Department of Computer Science and Engineering
University of California, San Diego
UNOFFICIAL DUE DATE MONDAY DECEMBER 4, AT THE FINAL EXAM.
This project explores dimensionality reduction. The data we will use is a subset of about 9% of the Netflix prize
data. This subset contains 9,637,551 ratings for 1777 movies
(columns) from 249,308 users (rows). Since this subset is still
large, you may also use a smaller set of 267,790 ratings of 178 movies by 19,801 users.
Your goal is to find a representation of this matrix with few degrees
of freedom that still gives an accurate reconstruction. For
example, you might use projections onto a small number of principal
components. The idea is that this reconstruction method could
give useful predictions for ratings that are missing in the matrix.
The measure that you should use to measure the ultimate quality
of a reconstruction is mean-squared error (MSE). When you report
an MSE number, you should be clear what the training set and test set
are. For example, you may use the whole matrix for training and
then report MSE when reconstructing the whole matrix. But in this
case you do not have independent training and testing sets. To
achieve independence, you may for example randomly select 10% of the
nonzero entries of the matrix, not use these for training, and then use
them for testing.
Note that the data are sparse.
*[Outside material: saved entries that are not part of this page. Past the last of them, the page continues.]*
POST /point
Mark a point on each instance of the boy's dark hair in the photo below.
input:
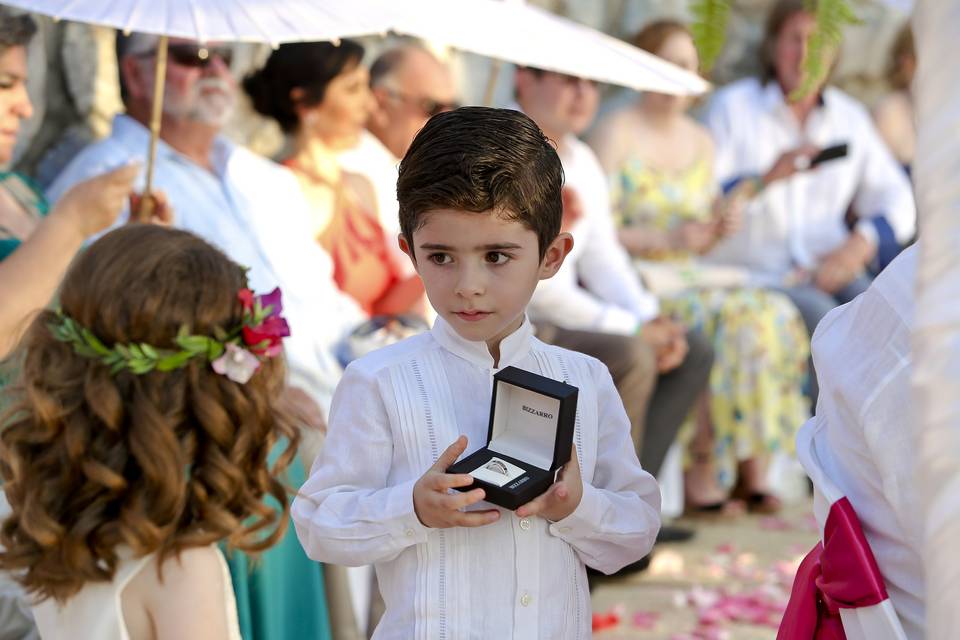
(481, 159)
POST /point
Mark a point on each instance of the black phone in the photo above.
(829, 153)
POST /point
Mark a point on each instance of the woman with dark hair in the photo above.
(37, 243)
(319, 94)
(660, 165)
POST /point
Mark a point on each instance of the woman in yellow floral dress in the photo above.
(660, 164)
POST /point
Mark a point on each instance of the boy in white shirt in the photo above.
(480, 213)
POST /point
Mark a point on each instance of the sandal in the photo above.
(719, 510)
(762, 503)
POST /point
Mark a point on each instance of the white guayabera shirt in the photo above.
(254, 211)
(393, 414)
(862, 432)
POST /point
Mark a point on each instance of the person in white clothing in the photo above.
(148, 443)
(813, 230)
(861, 432)
(596, 304)
(254, 211)
(409, 85)
(246, 205)
(480, 210)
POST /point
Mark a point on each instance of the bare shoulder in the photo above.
(362, 188)
(187, 599)
(616, 136)
(701, 135)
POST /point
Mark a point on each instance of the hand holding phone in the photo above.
(834, 152)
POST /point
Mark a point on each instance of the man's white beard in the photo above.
(210, 102)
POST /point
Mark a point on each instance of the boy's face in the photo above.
(480, 270)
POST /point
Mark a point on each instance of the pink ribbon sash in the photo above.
(839, 573)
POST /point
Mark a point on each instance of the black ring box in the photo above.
(532, 421)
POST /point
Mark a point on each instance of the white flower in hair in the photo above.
(236, 363)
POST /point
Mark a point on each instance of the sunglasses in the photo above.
(427, 106)
(195, 56)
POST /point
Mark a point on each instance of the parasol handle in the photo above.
(156, 115)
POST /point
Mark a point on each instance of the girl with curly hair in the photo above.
(144, 430)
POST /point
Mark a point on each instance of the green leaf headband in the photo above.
(236, 353)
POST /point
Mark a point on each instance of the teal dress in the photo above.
(281, 596)
(29, 196)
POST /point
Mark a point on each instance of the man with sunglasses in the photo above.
(409, 85)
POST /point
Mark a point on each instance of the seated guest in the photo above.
(794, 236)
(254, 210)
(596, 303)
(318, 92)
(893, 114)
(660, 164)
(409, 85)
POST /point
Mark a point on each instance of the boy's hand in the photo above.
(438, 509)
(563, 496)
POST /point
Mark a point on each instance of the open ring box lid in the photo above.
(529, 439)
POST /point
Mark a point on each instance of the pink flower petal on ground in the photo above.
(711, 617)
(712, 633)
(645, 619)
(775, 523)
(703, 598)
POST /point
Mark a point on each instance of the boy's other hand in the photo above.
(438, 509)
(563, 496)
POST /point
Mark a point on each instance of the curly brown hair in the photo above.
(158, 462)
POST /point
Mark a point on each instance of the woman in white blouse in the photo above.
(794, 235)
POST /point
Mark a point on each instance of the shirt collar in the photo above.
(512, 348)
(773, 97)
(134, 135)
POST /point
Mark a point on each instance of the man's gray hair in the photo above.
(392, 59)
(133, 44)
(16, 28)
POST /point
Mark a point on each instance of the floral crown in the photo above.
(235, 353)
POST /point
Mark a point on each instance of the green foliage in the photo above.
(831, 17)
(710, 19)
(137, 358)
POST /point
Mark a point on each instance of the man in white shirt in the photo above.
(860, 437)
(409, 85)
(246, 205)
(596, 303)
(795, 236)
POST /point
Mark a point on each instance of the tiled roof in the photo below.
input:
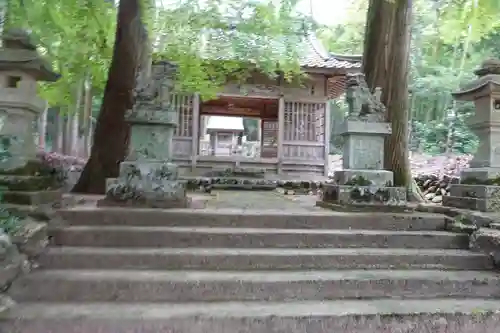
(218, 45)
(317, 57)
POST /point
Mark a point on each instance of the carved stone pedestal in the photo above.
(147, 177)
(479, 187)
(363, 184)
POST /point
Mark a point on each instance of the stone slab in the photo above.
(357, 208)
(162, 203)
(374, 177)
(361, 316)
(481, 174)
(211, 237)
(31, 198)
(475, 191)
(362, 127)
(243, 187)
(161, 193)
(363, 152)
(483, 205)
(261, 259)
(364, 195)
(238, 218)
(273, 286)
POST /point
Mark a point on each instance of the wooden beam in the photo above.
(195, 130)
(281, 131)
(234, 111)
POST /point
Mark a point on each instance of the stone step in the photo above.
(244, 187)
(126, 236)
(264, 259)
(269, 219)
(31, 198)
(206, 286)
(360, 316)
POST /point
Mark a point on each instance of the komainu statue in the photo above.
(363, 105)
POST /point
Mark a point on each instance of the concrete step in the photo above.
(203, 286)
(248, 259)
(125, 236)
(269, 219)
(360, 316)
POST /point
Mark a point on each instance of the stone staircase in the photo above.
(121, 270)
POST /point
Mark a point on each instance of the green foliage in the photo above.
(77, 36)
(450, 39)
(232, 38)
(209, 40)
(8, 222)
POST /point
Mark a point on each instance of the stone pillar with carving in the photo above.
(363, 184)
(148, 178)
(28, 181)
(479, 187)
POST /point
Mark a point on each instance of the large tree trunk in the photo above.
(111, 132)
(396, 148)
(386, 64)
(376, 44)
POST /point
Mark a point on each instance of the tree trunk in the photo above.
(396, 148)
(385, 64)
(376, 45)
(111, 132)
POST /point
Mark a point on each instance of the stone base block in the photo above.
(148, 169)
(365, 208)
(238, 172)
(479, 174)
(162, 203)
(31, 198)
(482, 205)
(475, 191)
(159, 193)
(364, 177)
(375, 196)
(244, 187)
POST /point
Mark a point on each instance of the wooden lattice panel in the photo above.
(269, 138)
(336, 86)
(304, 121)
(304, 132)
(184, 107)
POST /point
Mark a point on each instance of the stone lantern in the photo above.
(148, 178)
(20, 68)
(479, 187)
(363, 184)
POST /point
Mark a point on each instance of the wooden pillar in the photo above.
(58, 136)
(89, 136)
(281, 131)
(75, 135)
(195, 131)
(327, 130)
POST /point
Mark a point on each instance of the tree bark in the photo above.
(396, 148)
(111, 132)
(376, 44)
(386, 65)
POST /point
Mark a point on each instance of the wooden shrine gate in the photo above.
(305, 133)
(296, 142)
(183, 137)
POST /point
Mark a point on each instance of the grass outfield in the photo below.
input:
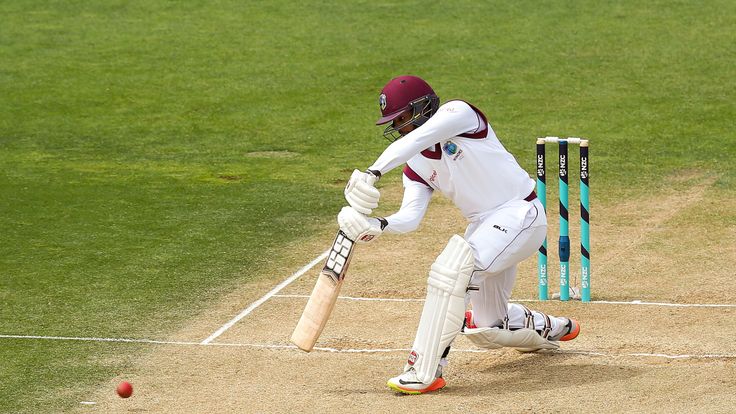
(154, 155)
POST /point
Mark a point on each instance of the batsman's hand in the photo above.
(359, 227)
(360, 192)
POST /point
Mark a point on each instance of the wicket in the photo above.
(566, 291)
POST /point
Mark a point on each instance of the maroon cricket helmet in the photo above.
(403, 93)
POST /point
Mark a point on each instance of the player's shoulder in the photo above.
(456, 106)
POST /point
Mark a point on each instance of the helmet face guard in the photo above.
(422, 109)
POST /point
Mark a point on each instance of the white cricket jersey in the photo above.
(457, 152)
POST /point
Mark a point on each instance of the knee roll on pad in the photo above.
(523, 340)
(444, 309)
(526, 339)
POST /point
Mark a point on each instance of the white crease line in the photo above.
(358, 299)
(266, 297)
(86, 339)
(599, 302)
(363, 351)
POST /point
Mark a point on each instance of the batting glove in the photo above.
(359, 227)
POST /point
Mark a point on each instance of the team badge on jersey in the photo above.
(452, 150)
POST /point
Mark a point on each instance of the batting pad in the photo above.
(523, 340)
(444, 310)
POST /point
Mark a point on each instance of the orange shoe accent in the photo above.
(434, 386)
(469, 320)
(573, 332)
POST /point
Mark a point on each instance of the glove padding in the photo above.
(360, 192)
(357, 226)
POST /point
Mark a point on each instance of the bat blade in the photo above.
(324, 295)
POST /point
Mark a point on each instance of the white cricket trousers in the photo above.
(500, 241)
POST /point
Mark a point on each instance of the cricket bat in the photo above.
(324, 295)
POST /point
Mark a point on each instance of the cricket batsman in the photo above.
(451, 148)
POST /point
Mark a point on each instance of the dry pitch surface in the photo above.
(653, 249)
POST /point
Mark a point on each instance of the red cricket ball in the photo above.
(125, 390)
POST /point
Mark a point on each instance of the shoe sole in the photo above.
(574, 333)
(436, 385)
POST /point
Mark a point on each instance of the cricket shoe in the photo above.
(407, 383)
(569, 332)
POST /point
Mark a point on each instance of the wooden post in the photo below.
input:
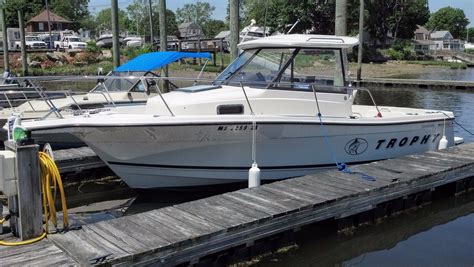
(199, 50)
(222, 53)
(234, 28)
(6, 65)
(361, 40)
(30, 221)
(150, 12)
(24, 63)
(341, 18)
(115, 34)
(163, 39)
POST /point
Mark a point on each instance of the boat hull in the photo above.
(157, 156)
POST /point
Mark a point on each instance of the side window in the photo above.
(318, 66)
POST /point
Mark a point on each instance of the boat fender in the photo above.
(443, 143)
(254, 176)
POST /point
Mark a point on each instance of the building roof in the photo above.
(223, 34)
(421, 29)
(439, 34)
(43, 17)
(302, 40)
(424, 42)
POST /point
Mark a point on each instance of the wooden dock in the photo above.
(416, 83)
(76, 160)
(190, 233)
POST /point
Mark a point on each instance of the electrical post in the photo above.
(163, 39)
(6, 65)
(150, 12)
(361, 40)
(24, 63)
(115, 34)
(234, 28)
(341, 18)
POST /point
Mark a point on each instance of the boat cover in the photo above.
(156, 60)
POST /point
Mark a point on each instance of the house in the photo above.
(421, 33)
(190, 30)
(443, 40)
(39, 23)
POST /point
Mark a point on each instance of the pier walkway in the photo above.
(188, 232)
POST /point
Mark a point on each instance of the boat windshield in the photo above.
(285, 68)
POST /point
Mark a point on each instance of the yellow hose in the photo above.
(51, 182)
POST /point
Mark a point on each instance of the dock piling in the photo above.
(25, 208)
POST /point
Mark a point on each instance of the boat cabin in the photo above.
(290, 62)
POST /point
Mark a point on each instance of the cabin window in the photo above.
(286, 68)
(230, 109)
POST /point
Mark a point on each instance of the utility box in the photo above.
(8, 177)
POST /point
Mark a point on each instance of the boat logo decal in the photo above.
(356, 146)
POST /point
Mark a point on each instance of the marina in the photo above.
(157, 135)
(242, 218)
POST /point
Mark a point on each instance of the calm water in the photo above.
(441, 234)
(448, 74)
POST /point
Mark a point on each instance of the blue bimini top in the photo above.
(157, 60)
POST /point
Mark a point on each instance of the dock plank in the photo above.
(211, 210)
(186, 232)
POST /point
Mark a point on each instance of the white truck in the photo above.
(70, 42)
(32, 42)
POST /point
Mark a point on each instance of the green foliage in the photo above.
(470, 35)
(397, 16)
(104, 19)
(212, 27)
(199, 13)
(449, 19)
(30, 9)
(139, 16)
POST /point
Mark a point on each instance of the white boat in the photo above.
(202, 135)
(125, 86)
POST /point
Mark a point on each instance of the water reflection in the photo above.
(440, 234)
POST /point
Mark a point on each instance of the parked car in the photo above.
(70, 42)
(32, 42)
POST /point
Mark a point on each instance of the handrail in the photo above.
(379, 114)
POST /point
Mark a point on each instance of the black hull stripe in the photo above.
(315, 123)
(236, 168)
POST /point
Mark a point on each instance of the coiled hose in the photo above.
(50, 183)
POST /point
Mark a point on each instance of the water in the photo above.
(441, 234)
(445, 74)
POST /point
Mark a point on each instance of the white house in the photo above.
(443, 40)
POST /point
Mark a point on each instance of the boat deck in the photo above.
(187, 232)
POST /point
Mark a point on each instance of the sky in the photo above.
(221, 5)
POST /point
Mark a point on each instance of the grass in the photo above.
(452, 65)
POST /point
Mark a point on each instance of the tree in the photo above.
(104, 20)
(470, 35)
(197, 13)
(449, 19)
(212, 27)
(139, 17)
(399, 17)
(74, 10)
(407, 15)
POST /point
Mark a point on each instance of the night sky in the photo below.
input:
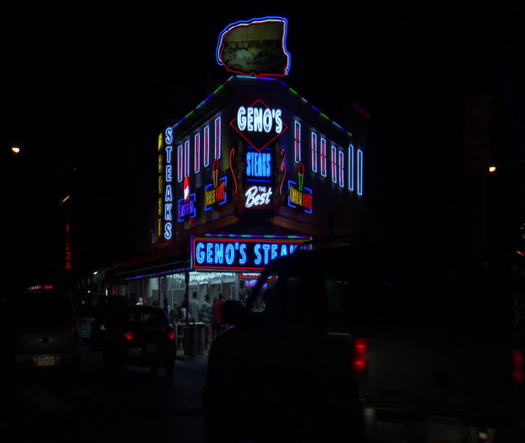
(87, 88)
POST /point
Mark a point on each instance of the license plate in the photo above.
(134, 352)
(150, 348)
(443, 430)
(45, 360)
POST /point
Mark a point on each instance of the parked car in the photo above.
(42, 331)
(136, 335)
(351, 342)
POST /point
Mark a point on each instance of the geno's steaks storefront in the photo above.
(251, 174)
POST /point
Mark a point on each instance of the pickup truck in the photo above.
(352, 343)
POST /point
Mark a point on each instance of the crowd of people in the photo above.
(203, 312)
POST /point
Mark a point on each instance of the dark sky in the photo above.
(87, 87)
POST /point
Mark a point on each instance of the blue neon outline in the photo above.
(251, 21)
(351, 165)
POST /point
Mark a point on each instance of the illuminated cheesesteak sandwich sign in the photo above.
(243, 253)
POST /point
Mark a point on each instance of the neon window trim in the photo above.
(297, 141)
(218, 138)
(187, 158)
(323, 156)
(180, 164)
(360, 160)
(333, 163)
(206, 136)
(351, 167)
(197, 153)
(341, 169)
(314, 150)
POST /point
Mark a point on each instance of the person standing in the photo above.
(195, 307)
(217, 316)
(205, 317)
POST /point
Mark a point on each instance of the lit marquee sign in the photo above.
(216, 192)
(259, 124)
(259, 173)
(187, 206)
(166, 182)
(298, 194)
(244, 253)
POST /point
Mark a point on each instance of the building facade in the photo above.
(254, 172)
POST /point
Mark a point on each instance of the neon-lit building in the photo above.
(252, 173)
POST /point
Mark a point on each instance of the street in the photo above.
(136, 405)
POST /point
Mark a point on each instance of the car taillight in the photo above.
(517, 366)
(360, 355)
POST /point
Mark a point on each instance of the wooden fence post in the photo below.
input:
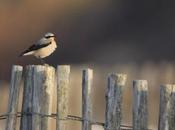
(63, 76)
(86, 98)
(16, 76)
(113, 114)
(167, 107)
(37, 97)
(140, 102)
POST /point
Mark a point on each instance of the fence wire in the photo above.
(69, 117)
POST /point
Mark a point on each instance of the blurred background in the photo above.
(133, 37)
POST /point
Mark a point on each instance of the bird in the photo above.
(43, 48)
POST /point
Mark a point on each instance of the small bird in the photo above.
(43, 48)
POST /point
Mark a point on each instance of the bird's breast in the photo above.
(46, 51)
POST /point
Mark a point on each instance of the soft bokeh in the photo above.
(133, 37)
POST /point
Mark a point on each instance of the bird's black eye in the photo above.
(49, 36)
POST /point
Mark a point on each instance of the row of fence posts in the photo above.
(40, 82)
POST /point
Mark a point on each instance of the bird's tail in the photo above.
(21, 54)
(26, 53)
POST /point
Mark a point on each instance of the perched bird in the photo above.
(43, 48)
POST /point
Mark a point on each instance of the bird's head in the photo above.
(49, 35)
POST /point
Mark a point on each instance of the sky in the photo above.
(119, 34)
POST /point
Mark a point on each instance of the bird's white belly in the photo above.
(46, 51)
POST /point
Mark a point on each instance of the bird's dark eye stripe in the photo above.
(49, 36)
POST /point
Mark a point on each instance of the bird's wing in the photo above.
(35, 47)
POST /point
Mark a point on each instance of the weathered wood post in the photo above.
(16, 77)
(39, 82)
(63, 77)
(113, 115)
(167, 107)
(87, 98)
(140, 102)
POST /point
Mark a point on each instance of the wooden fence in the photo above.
(41, 81)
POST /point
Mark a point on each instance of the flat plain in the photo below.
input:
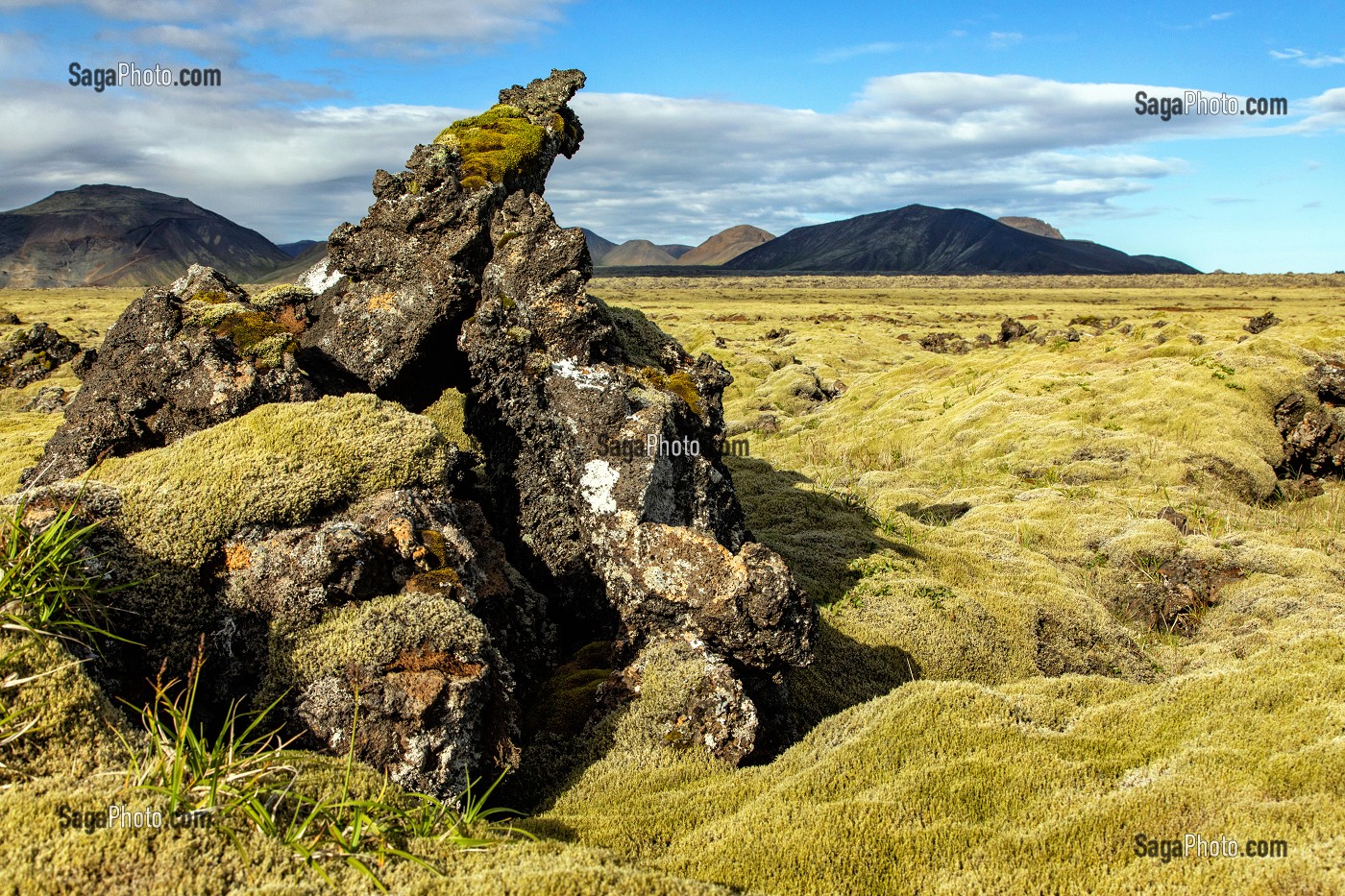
(995, 705)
Most entries are zero, where zero
means "missing." You may handle the zero entries in any way you
want during training; this is a major challenge! When you measure
MSE, you should use only test entries that are non-zero, i.e. 1, 2, 3,
4, or 5. As a baseline for evaluating success, you can use the
MSE achieved by predicting, for each movie, the average rating of
that movie across all users
For this project, the only deliverable is a well-written report.
As always, "Discuss your results in precise and lucid
prose. Content is king, but looks matter too!"